As the August 1st election approaches -- offering for Shelby Countians both a general election for countywide offices and a chance to vote in the Democratic and Republican primaries for state and congressional offices -- it may be hard to find true distinctions between the candidates in some races.
This is especially the case in two Republican primary races -- one for the right to succeed U.S. Rep. Ed Bryant, the outgoing 7th District congressman who is now a U.S. Senate candidate, and the other between Bryant and former Governor Lamar Alexander for the Senate seat being vacated by GOP incumbent Fred Thompson.

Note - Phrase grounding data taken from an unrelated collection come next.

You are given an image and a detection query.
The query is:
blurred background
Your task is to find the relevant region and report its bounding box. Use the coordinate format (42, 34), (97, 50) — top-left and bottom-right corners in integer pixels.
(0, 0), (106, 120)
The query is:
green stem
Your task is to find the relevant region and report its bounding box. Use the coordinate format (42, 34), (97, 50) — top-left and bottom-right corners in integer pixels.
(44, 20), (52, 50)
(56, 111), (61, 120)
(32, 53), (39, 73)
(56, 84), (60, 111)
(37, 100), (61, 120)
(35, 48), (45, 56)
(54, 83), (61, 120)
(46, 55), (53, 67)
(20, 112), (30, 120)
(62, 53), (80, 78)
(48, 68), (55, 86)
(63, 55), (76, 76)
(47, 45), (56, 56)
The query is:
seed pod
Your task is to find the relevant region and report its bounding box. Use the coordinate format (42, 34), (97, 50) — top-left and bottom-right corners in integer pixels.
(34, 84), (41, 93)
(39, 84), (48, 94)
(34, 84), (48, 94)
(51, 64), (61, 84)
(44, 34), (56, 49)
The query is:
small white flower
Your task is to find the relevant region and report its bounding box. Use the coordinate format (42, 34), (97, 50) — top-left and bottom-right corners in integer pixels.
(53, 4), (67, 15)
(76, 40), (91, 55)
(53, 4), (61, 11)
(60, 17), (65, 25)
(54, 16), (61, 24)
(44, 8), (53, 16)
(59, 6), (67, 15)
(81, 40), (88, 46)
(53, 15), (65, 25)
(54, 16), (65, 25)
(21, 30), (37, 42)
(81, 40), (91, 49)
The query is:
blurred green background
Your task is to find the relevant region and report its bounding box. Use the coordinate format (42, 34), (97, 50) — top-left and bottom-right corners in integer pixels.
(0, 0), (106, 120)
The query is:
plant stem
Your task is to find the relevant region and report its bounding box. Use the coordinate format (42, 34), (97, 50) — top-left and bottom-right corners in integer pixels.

The problem is that the public positions being taken by the contenders for these offices do not differ in any major way from candidate to candidate. All these hopefuls follow the general Republican line of "less taxes, less government, less regulation, support President Bush, etc." All that may be well and good for the party faithful who already possess some more personal reason for choosing this or that candidate, but it leaves in confusion the general voter -- especially an ideologically uncommitted one who knows realistically that to choose a congressman for the heavily Republican 7th District means to select from a multicandidate field that, unfortunately and unhelpfully, insists on parroting each other.
Choosing becomes particularly onerous when the candidates persist not only in saying the same things about the same subjects but in applying identical misleading jargon in doing so. The newest and most egregious instance of this is the use of the term "death tax" to describe what is in fact a levy upon inheritances and what has, until now, served as a useful incentive for the holders of large estates (whom it mainly impacts) to make generous, tax-sheltered contributions to major private foundations.
The Flyer does not endorse candidates for election. But we see no harm in pointing out the rare differences when and where they occur. In the case of the field of Republicans seeking the 7th District nomination, we can report some shockers: Memphis lawyer David Kustoff had the audacity to declare on a Nashville radio program this week that it was part of a congressman's duties to help government do things for his or her district -- even, Kustoff added, at the risk of having others label those dividends "pork." Whew! That's heresy these days in Republican ranks, in which ritual, near-anarchist denunciations of government and all its works are called for.
Another example was an endorsement by state Senator Marsha Blackburn, at a recent Memphis forum, of the concept of a Department of Homeland Security. Surprising as this was coming from such a peerless foe of "new bureaucracies," it helped enliven what might have been a stale discussion otherwise.
But the most dismaying instances of Pete-and-Repeat rhetoric in Election Year 2002 have been those of the Bryant-Alexander race, in which not even the most gifted quantum physicist could detect the minute variations in the current policy pronouncements of the two, and, worst of all, the graceless and predictable denunciations of a state income tax that issued simultaneously and nearly identically from the lips of gubernatorial candidates Phil Bredesen and Van Hilleary, as long as that issue was still alive in the General Assembly.
Voters deserve what they used to get at election time and don't much anymore -- considered conclusions, not canned catechisms.